J’espère que cet article aura apporté une certaine réflexion (Je sais que quelques lecteurs attendent mes articles à cette période) ! Notons que de nos jours, les ondes radio sont parfaitement accessibles à n’importe quel passionné… À des années-lumière de la décennie passée, grâce à la généralisation massive de la radio logicielle (SDR = Software Defined Radio), ne nécessitant plus autant de matériel onéreux, mais plutôt des logiciels adaptés. En zone de conflits, la SDR est très plébiscitée… Ceux qui suivent le blog depuis quelques années auront également remarqué les différents articles dans lesquels je parle de HackRF One, d’interception et d’attaques par rejeux, « Replay attack » des ondes radio pour désarmer un système d’alarme ou l’ouverture d’un véhicule. Ma 308 SW a été ma plus fidèle cobaye…

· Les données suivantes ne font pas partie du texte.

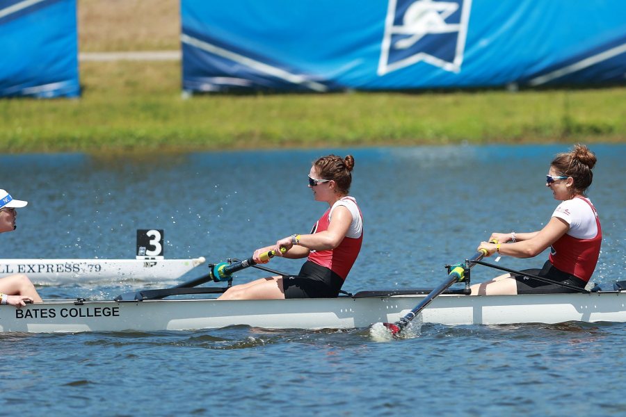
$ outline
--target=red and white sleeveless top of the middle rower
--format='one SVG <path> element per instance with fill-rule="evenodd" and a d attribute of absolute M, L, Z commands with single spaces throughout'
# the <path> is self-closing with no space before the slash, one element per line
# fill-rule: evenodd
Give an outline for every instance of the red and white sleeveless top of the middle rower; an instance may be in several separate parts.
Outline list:
<path fill-rule="evenodd" d="M 346 233 L 346 237 L 344 237 L 342 243 L 339 243 L 339 246 L 335 247 L 333 250 L 311 251 L 308 260 L 318 265 L 325 266 L 339 275 L 339 277 L 342 277 L 345 281 L 348 272 L 350 272 L 352 265 L 354 265 L 357 259 L 363 243 L 363 218 L 356 204 L 356 200 L 353 197 L 343 197 L 335 202 L 335 204 L 332 204 L 332 207 L 328 208 L 326 213 L 317 220 L 312 233 L 328 230 L 328 225 L 332 218 L 332 211 L 335 210 L 337 206 L 345 206 L 352 214 L 352 223 Z"/>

Dans le cadre de cet article, je me suis volontairement arrêté sur la détection RF (radiofréquence), actuellement la plus pertinente et en parfaite adéquation avec l’esprit du blog. J’ai préféré exclure toute autre méthode de détection des drones (radar, infrarouge ou encore acoustique), qui sont des approches combinées permettant une détection très efficace, mais qui auraient été irréalistes à présenter dans cet article. Il aurait également été envisageable d’épiloguer sur les contre-attaques par brouillage, ce qui aurait été vraiment captivant mais fatalement, cela serait sorti totalement du cadre légal…
« L’écoute » des signaux est plus douce et nettement moins intrusive que le brouillage des ondes, encore plus sur les liaisons GPS, ou le Spoofing GPS est légion lors des différentes guerres électronique avec à la clé, de graves conséquences… Pour conclure, notons qu’en 2026, dans le contexte actuel géopolitique, ce type de solution de détection de drones tend à se banaliser, avec parfois la possibilité, pour quelques dizaines d’euros seulement, d’accéder à des équipements facilitant cette détection… La miniaturisation de l’électronique, la généralisation de la radio logicielle (SDR) et l’usage massif de l’IA dévoilent un monde jusqu’alors inconnu pour ne pas dire incroyable… La miniaturisation de l’électronique pourrait presque rendre réaliste ce projet fictif que je vous ai présenté, et qui je l’espère, vous aura donné envie de partir à la chasse aux œufs… de drones. Et si, finalement, ce type de dispositif n’était pas si irréaliste qu’il n’y paraît…?
Disclaimer
La détection RF se distingue fondamentalement de l’interception de contenu : elle consiste à analyser la présence et les caractéristiques d’un signal radio (fréquence, modulation, activité), sans accéder aux données transmises. L’interception, en revanche, vise à exploiter le contenu des communications et est soumise à des restrictions légales strictes.